アマチュアゴルファーは、よく「ターゲットよりも右を向きがち」と言われますが、なぜなのでしょうか?

アマチュアの8割が右を向いているとも言われている

 高スコアを目指しているゴルファーにとって、1回のラウンドで何度もOBを連発してしまうことは致命的なミスなので、最小限に抑えたいところです。

アドレスに入る前に目標方向を確認するのはよく見かける光景 写真:AC

 ミスショットをしてしまう原因は人それぞれですが、初心者ゴルファーの場合はターゲットに対して真っすぐアドレス(ゴルフボールを打つ際の構え)ができておらず、目標より右を向きすぎていることも考えられます。

 特に、ティーショットの際などに同伴者から「ちょっと右に向きすぎてない…?」「ターゲット方向に構えられてないよ」と言われる機会が多いゴルファーは、ミスショットの原因である可能性が高いです。

 では、なぜアマチュアゴルファーは、ターゲットよりも右方向に構えてしまいがちなのでしょうか?

 レッスンプロの村井良行氏は、以下のように話します。

「足のライン、肩のライン、腰のラインは、ボールと体の距離分だけターゲットよりも左側にあります。

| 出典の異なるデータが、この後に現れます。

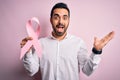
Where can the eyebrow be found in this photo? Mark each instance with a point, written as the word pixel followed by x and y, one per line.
pixel 58 15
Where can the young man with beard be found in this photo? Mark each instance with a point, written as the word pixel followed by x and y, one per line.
pixel 63 55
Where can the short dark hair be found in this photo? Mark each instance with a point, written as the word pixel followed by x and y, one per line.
pixel 60 5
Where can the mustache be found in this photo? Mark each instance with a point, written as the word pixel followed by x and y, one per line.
pixel 60 25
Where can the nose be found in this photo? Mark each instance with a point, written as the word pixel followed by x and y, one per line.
pixel 61 20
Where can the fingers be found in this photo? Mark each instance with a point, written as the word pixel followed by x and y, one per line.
pixel 108 37
pixel 23 42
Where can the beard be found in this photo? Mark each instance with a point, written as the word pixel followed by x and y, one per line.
pixel 60 29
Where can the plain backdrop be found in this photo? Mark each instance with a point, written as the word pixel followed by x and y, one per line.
pixel 88 18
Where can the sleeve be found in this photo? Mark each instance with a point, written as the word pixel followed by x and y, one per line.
pixel 87 63
pixel 31 62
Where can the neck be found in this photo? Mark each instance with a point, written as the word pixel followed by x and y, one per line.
pixel 59 37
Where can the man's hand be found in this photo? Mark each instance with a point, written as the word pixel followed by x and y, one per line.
pixel 24 41
pixel 99 44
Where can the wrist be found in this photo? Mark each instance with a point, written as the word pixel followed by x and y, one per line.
pixel 95 51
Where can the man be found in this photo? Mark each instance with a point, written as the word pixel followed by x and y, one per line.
pixel 63 55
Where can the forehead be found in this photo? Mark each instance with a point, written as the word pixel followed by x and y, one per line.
pixel 60 11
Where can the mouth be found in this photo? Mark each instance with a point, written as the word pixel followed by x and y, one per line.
pixel 60 28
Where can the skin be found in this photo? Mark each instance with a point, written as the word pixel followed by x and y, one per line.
pixel 60 22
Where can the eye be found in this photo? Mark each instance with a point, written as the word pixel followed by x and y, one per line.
pixel 65 17
pixel 56 17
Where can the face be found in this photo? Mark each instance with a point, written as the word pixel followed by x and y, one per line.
pixel 60 21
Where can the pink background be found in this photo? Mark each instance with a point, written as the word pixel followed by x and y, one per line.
pixel 89 18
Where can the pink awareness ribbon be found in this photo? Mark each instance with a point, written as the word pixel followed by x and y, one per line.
pixel 35 42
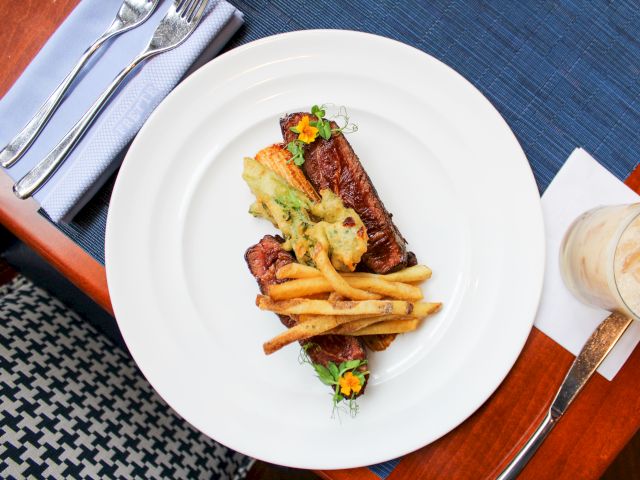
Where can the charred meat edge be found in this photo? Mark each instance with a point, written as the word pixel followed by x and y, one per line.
pixel 333 164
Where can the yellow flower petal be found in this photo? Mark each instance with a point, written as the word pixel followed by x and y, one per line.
pixel 349 382
pixel 307 133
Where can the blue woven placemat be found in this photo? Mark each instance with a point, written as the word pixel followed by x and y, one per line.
pixel 563 74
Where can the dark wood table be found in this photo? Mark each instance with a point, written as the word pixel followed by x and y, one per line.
pixel 597 426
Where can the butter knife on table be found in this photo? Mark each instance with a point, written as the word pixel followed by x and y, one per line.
pixel 598 346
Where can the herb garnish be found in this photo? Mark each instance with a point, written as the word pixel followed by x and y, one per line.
pixel 308 130
pixel 346 379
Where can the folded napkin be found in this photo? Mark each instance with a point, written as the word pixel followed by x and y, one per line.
pixel 580 185
pixel 101 150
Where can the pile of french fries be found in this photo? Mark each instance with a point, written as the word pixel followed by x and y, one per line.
pixel 323 301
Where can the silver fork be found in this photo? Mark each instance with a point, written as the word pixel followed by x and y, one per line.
pixel 179 22
pixel 131 14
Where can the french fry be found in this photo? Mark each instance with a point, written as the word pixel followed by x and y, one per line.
pixel 339 284
pixel 417 273
pixel 303 306
pixel 335 297
pixel 350 327
pixel 278 158
pixel 297 270
pixel 303 287
pixel 378 343
pixel 388 327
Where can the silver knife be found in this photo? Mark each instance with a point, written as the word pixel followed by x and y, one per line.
pixel 600 343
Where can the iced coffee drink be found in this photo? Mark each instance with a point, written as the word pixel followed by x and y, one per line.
pixel 600 258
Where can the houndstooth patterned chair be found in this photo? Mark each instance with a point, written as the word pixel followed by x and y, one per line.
pixel 73 406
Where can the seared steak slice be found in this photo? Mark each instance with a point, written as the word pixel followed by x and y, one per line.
pixel 333 164
pixel 264 259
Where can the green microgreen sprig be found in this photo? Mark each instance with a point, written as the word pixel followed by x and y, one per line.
pixel 331 375
pixel 296 147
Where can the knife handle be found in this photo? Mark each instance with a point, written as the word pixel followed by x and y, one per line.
pixel 598 346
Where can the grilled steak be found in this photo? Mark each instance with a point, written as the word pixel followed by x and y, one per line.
pixel 264 259
pixel 333 164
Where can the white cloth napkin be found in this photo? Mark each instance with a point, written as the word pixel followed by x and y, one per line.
pixel 580 185
pixel 101 150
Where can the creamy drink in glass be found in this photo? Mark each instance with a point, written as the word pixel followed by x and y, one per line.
pixel 600 258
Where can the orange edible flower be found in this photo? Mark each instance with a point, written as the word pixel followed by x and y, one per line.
pixel 307 133
pixel 348 383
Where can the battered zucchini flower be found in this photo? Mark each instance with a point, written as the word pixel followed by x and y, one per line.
pixel 306 133
pixel 348 383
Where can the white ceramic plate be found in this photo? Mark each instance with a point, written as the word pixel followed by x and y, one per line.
pixel 443 161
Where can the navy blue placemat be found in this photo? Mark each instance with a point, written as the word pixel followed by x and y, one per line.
pixel 563 74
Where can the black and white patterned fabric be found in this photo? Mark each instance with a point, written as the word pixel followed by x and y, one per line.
pixel 74 406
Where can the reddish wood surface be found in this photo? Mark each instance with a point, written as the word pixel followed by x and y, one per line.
pixel 597 426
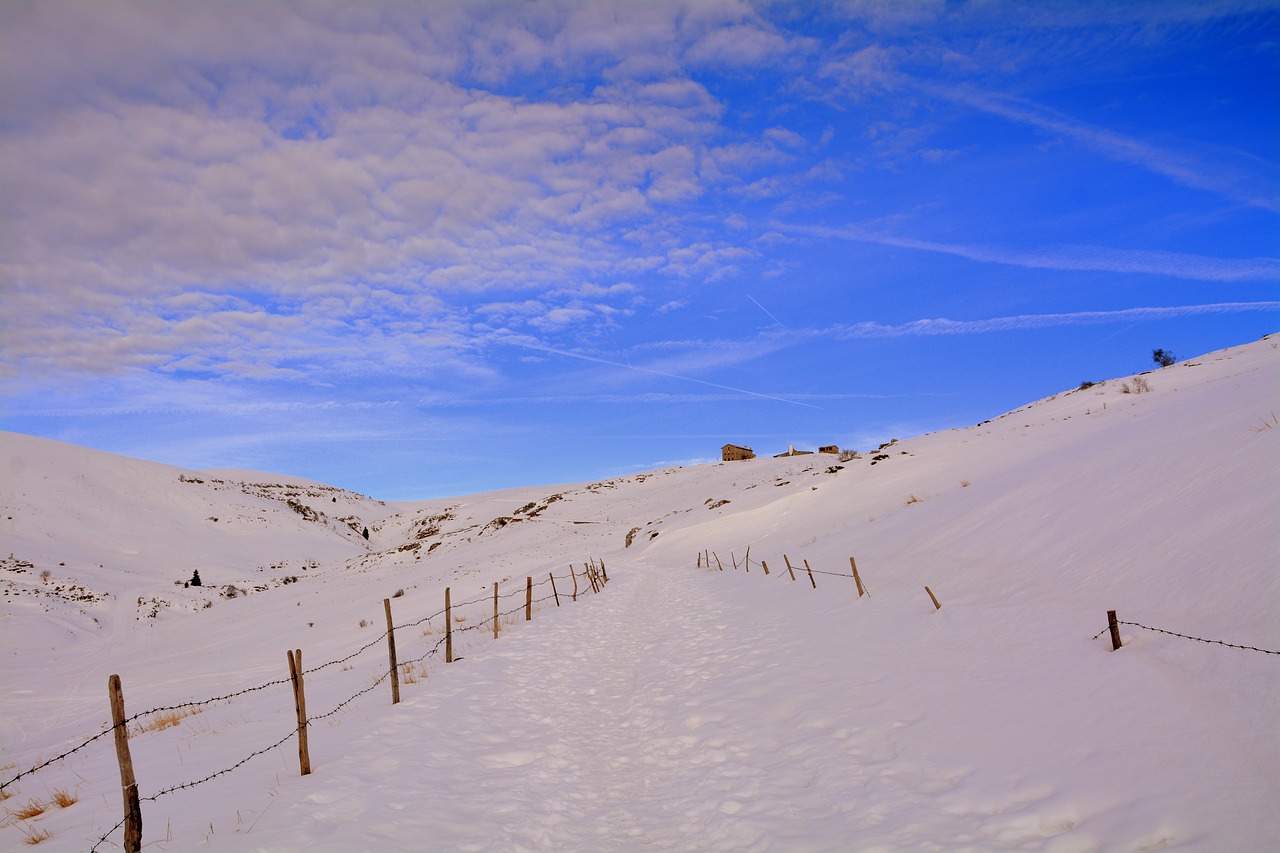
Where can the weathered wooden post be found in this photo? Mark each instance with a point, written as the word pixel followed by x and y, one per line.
pixel 856 578
pixel 448 628
pixel 128 784
pixel 391 651
pixel 300 705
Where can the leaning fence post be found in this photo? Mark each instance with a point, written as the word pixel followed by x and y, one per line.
pixel 300 705
pixel 448 628
pixel 856 576
pixel 391 651
pixel 128 784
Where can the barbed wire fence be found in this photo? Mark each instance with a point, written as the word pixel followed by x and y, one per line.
pixel 592 570
pixel 705 559
pixel 1198 639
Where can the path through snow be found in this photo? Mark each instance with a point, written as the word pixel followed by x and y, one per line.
pixel 659 716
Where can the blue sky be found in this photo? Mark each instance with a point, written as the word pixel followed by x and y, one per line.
pixel 420 250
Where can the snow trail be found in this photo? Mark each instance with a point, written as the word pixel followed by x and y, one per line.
pixel 657 715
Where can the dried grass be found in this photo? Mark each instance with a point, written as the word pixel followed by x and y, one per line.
pixel 33 808
pixel 63 798
pixel 163 720
pixel 35 836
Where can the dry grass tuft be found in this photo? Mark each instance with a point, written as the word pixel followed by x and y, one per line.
pixel 63 798
pixel 35 836
pixel 33 808
pixel 163 720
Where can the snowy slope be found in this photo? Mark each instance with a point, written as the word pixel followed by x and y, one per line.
pixel 682 707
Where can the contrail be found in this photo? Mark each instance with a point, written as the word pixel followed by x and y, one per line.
pixel 659 373
pixel 767 311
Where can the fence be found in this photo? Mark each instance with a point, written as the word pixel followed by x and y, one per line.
pixel 704 560
pixel 590 578
pixel 1114 628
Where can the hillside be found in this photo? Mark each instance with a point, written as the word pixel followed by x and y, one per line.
pixel 684 707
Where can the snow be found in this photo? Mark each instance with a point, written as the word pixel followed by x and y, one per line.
pixel 682 707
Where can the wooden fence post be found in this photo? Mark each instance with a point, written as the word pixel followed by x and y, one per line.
pixel 300 705
pixel 128 784
pixel 856 578
pixel 448 628
pixel 391 651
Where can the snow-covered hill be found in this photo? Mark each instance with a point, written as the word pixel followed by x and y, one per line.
pixel 682 707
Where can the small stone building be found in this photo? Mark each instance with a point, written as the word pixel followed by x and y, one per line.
pixel 792 451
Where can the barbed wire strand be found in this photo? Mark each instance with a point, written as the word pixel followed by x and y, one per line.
pixel 1198 639
pixel 236 694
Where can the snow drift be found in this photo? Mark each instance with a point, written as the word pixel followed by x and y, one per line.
pixel 682 707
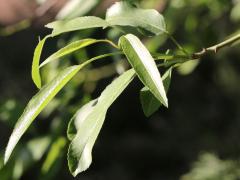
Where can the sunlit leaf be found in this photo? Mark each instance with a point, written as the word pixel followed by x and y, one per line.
pixel 74 46
pixel 40 101
pixel 76 8
pixel 144 65
pixel 121 14
pixel 54 153
pixel 88 122
pixel 36 59
pixel 37 104
pixel 150 103
pixel 76 24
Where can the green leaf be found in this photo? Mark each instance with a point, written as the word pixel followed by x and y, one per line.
pixel 76 8
pixel 121 14
pixel 74 46
pixel 88 122
pixel 55 152
pixel 41 99
pixel 36 59
pixel 37 104
pixel 150 104
pixel 78 119
pixel 144 65
pixel 79 23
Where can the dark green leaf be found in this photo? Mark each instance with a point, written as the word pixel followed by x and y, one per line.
pixel 88 123
pixel 121 14
pixel 150 104
pixel 144 65
pixel 37 104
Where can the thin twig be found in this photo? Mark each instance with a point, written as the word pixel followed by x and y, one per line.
pixel 217 47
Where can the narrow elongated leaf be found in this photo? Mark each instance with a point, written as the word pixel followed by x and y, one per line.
pixel 36 59
pixel 150 104
pixel 79 118
pixel 76 8
pixel 122 14
pixel 88 123
pixel 74 46
pixel 76 24
pixel 37 104
pixel 144 65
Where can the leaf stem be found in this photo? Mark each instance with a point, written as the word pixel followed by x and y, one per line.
pixel 176 43
pixel 217 47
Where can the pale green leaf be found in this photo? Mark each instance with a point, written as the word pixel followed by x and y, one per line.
pixel 54 153
pixel 88 123
pixel 37 104
pixel 121 14
pixel 144 65
pixel 76 8
pixel 36 59
pixel 76 24
pixel 150 103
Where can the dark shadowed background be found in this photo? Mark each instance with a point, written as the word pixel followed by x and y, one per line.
pixel 196 138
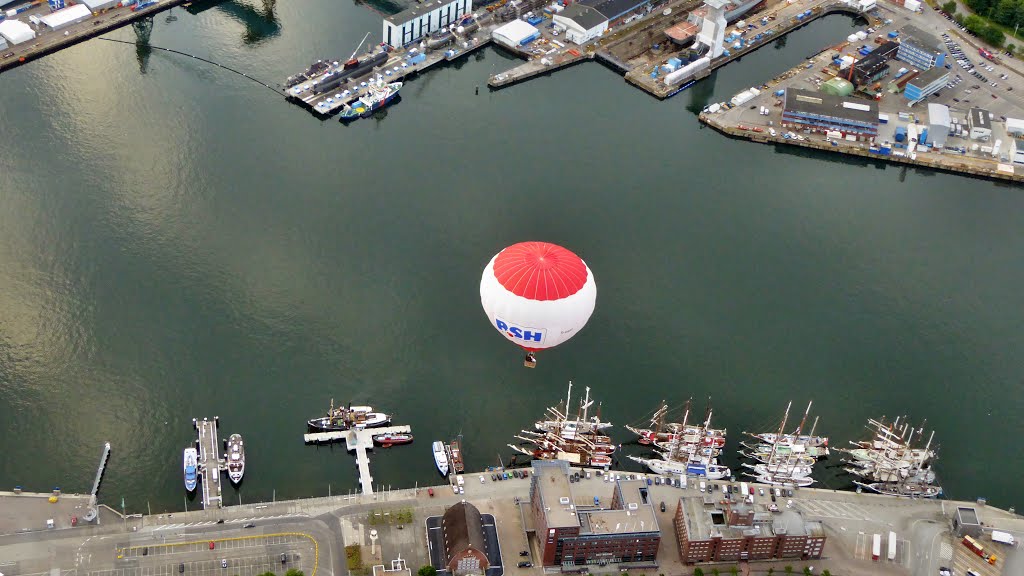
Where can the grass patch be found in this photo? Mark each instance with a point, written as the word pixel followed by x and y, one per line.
pixel 353 557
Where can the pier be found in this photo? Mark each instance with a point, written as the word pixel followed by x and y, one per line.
pixel 210 462
pixel 358 441
pixel 93 511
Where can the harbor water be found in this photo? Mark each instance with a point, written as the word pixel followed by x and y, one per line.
pixel 177 241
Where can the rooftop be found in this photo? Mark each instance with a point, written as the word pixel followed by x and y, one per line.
pixel 708 521
pixel 637 513
pixel 417 10
pixel 921 38
pixel 826 105
pixel 613 8
pixel 966 515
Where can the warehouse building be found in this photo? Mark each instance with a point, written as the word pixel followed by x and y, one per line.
pixel 1015 128
pixel 980 123
pixel 15 32
pixel 67 16
pixel 939 124
pixel 98 5
pixel 573 531
pixel 736 533
pixel 926 84
pixel 464 546
pixel 515 34
pixel 824 113
pixel 409 26
pixel 921 49
pixel 581 23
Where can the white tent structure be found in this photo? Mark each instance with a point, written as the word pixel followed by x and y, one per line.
pixel 16 32
pixel 67 16
pixel 515 34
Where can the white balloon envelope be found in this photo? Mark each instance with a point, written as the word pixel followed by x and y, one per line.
pixel 537 294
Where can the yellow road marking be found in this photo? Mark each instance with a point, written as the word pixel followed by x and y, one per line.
pixel 121 551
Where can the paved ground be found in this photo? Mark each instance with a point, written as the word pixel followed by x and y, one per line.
pixel 317 529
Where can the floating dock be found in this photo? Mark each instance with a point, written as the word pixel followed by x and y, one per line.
pixel 210 462
pixel 358 441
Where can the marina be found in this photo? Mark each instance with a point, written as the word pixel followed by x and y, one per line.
pixel 358 440
pixel 210 462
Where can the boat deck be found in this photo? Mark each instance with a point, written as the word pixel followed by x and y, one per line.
pixel 358 441
pixel 210 461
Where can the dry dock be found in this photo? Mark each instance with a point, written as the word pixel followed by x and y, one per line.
pixel 48 41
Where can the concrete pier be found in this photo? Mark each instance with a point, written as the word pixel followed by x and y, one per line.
pixel 358 441
pixel 210 461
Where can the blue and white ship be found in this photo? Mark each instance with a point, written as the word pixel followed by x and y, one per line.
pixel 378 95
pixel 190 468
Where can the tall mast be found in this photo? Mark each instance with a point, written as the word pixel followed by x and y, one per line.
pixel 804 420
pixel 785 416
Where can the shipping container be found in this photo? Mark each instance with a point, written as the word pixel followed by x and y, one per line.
pixel 1003 537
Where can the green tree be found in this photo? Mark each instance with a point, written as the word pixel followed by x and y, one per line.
pixel 1006 11
pixel 992 35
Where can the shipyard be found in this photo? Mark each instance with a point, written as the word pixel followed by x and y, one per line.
pixel 681 512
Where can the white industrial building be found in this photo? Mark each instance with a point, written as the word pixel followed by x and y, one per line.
pixel 980 123
pixel 515 34
pixel 15 32
pixel 97 5
pixel 409 26
pixel 67 16
pixel 581 23
pixel 1015 128
pixel 938 124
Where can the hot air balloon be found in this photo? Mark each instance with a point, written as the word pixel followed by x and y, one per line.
pixel 538 295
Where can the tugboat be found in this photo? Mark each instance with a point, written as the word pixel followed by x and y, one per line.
pixel 343 418
pixel 378 95
pixel 190 457
pixel 236 458
pixel 389 440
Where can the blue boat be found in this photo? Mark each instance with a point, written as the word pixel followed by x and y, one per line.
pixel 190 458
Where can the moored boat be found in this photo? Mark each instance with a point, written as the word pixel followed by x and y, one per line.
pixel 236 458
pixel 391 439
pixel 190 468
pixel 344 418
pixel 378 95
pixel 440 457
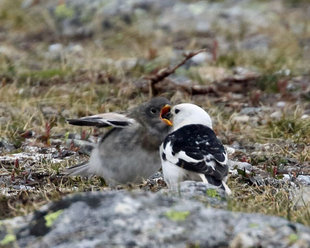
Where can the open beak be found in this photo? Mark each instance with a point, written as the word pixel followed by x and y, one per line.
pixel 165 114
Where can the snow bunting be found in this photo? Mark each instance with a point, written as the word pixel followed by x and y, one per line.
pixel 128 153
pixel 191 151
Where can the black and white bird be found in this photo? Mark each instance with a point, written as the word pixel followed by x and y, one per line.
pixel 191 151
pixel 128 153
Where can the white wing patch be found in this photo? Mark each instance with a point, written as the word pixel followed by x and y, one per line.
pixel 208 159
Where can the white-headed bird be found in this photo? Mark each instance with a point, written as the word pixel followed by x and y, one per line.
pixel 191 151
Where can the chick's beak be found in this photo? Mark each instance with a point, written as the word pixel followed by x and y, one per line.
pixel 165 114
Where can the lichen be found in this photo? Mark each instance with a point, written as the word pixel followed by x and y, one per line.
pixel 177 215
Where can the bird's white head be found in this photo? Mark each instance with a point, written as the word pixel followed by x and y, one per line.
pixel 187 114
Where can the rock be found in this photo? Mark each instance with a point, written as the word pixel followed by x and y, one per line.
pixel 276 115
pixel 143 219
pixel 281 104
pixel 305 179
pixel 5 146
pixel 301 197
pixel 250 111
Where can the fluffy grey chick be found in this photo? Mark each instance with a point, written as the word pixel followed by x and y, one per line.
pixel 128 153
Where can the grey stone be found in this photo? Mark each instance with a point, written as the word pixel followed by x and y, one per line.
pixel 142 219
pixel 6 146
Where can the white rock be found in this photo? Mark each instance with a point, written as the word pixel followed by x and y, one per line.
pixel 241 118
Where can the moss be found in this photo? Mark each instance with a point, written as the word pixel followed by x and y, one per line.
pixel 212 193
pixel 51 217
pixel 9 238
pixel 177 215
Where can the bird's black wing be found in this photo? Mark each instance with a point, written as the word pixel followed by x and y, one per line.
pixel 196 148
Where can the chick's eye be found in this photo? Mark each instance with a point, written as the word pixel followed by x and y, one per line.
pixel 153 110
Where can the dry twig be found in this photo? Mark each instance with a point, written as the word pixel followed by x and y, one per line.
pixel 165 72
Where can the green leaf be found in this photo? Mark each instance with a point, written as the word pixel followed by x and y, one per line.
pixel 50 218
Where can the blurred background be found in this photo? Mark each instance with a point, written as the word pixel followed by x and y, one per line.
pixel 72 58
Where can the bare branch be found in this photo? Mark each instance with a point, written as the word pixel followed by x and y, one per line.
pixel 165 72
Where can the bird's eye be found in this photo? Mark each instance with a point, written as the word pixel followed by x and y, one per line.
pixel 153 110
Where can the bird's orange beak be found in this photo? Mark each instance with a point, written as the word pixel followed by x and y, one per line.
pixel 164 114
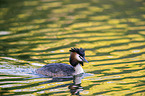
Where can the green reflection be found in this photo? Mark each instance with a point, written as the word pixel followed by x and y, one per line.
pixel 36 32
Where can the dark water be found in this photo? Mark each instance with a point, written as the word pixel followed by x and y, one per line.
pixel 37 32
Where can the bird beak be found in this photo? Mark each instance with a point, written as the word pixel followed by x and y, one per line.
pixel 85 60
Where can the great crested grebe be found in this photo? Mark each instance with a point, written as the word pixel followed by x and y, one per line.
pixel 77 57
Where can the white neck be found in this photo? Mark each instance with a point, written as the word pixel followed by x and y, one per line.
pixel 78 69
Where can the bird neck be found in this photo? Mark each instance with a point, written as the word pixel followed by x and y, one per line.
pixel 78 69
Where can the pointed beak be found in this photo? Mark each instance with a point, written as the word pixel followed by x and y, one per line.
pixel 85 60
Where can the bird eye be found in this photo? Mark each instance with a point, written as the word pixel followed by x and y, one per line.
pixel 81 57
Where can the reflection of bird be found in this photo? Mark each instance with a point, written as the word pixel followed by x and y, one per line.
pixel 77 57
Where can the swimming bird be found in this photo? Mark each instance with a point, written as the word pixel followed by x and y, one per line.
pixel 77 57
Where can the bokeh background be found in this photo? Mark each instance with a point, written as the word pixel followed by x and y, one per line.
pixel 37 32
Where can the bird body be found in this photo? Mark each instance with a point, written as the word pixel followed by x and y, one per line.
pixel 77 57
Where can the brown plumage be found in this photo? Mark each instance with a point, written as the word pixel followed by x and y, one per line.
pixel 77 56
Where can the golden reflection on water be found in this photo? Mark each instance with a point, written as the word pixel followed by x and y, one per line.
pixel 34 33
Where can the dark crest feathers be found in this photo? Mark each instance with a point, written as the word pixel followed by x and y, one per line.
pixel 80 51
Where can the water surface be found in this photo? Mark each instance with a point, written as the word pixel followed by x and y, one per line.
pixel 37 32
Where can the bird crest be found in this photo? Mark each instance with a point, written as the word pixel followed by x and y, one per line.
pixel 80 51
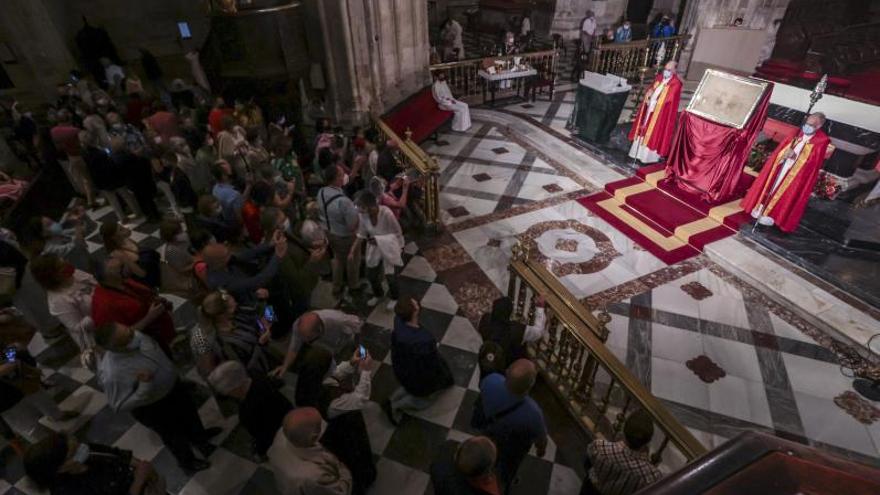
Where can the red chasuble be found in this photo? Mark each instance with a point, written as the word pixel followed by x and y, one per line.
pixel 659 127
pixel 787 203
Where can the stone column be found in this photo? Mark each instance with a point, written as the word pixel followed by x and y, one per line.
pixel 756 14
pixel 44 60
pixel 374 53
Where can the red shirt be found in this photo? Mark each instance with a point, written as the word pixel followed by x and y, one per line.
pixel 66 139
pixel 129 306
pixel 215 119
pixel 250 217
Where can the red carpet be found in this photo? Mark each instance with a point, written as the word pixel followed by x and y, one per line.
pixel 669 223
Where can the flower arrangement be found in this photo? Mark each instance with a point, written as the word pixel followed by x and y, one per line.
pixel 826 187
pixel 759 154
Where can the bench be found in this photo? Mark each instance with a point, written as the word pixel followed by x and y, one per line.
pixel 418 113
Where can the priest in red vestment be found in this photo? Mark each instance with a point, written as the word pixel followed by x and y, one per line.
pixel 654 125
pixel 121 299
pixel 780 194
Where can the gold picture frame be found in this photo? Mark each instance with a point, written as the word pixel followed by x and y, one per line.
pixel 727 99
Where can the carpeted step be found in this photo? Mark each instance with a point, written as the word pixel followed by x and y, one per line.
pixel 649 169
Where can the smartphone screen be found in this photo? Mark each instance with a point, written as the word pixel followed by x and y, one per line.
pixel 269 313
pixel 183 28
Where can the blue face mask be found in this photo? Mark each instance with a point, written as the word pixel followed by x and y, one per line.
pixel 82 453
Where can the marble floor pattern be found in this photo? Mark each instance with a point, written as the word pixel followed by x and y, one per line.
pixel 719 353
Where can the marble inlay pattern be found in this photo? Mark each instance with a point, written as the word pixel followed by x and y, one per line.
pixel 696 290
pixel 863 411
pixel 754 296
pixel 644 283
pixel 706 369
pixel 458 211
pixel 604 247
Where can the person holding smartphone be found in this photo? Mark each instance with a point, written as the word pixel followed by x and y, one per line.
pixel 62 465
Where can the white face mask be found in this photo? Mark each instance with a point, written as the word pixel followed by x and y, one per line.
pixel 323 429
pixel 135 343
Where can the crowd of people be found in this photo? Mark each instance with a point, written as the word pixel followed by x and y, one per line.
pixel 253 213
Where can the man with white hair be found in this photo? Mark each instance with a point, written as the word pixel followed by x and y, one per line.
pixel 261 407
pixel 302 466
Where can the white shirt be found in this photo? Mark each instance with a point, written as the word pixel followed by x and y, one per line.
pixel 526 27
pixel 786 166
pixel 589 26
pixel 307 471
pixel 441 92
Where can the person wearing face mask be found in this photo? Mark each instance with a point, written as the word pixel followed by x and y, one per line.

本来、ボールとターゲットを結ぶ飛球線に対して、足のライン、肩のライン、腰のラインがそれぞれ並行になるように構えることができれば、ターゲットに真っすぐ構えられていると言えます」

「しかし、アマチュアゴルファーの場合は、どうしてもターゲットより左側を向いているような感覚になってしまい、体をターゲットに向けようと右を向いていってしまうのです」

「スイングの観点から見た場合、右肩が突っ込んでしまう人が多く、ターゲットのラインにかぶせて打つような形になるため、それを防ごうとするあまり、かえって右を向いてしまうということもあります」

 では、対処法としては、どのようなものが有効なのでしょうか?

「やはり、基礎的ではありますが、足元にターゲット方向へ向けたクラブを置いて練習することだと思います。コース上で足元にクラブを置くのはNGなので、練習場でターゲットに対して、真っすぐ向いているときの感覚を養っていくのが良いと思います」

 コース上では、足元に方向を示すものがないため、正しい方向を向くことは思っている以上に難しいことでもあります。

 このような要因もあり、一説によるとアマチュアの実に8割が右を向いているとも言われているので、一度、練習場で足元にクラブを置き、真っすぐ構えられているのか確認してみるといいでしょう。

狙ったところにボールが落下するなら真っすぐ構えなくてもOK

 しかし、ゴルフは必ずしもターゲットに対して真っすぐ構えて打たなければいけないスポーツではないと、村井氏は話します。

「ゴルフはターゲットに対して真っすぐ向いて打たなければ、絶対にスコアが良くならないかと言われたら、そんなことはありません。あくまでも自分が想定した通りに『再現性の高いショット』を打つことが一番大切なのです」

「そのため、たとえターゲットに対して左側を向いていたとしても、フェードボールを打てれば問題はないですし、ドライバーがフックするからと、あえて右側を向くという方法もあるでしょう。ターゲットに対して真っすぐ構えることができなくても、狙ったところにボールが落下するなら問題はないのです」

 このように、ゴルフでは必ずしもターゲットに対して真っすぐ向かなければいけないというわけではありません。

 ただし、初心者ゴルファーや経験の浅いゴルファーであれば、常にターゲットに対して真っすぐ向くということができるようになってから、自分のスタイルに合わせて応用していくというのが無難かもしれません。

 自分が狙った方向にボールが飛ばないというゴルファーは、いま一度ターゲットに対して真っすぐ構えられているか、確認してみてはいかがでしょうか。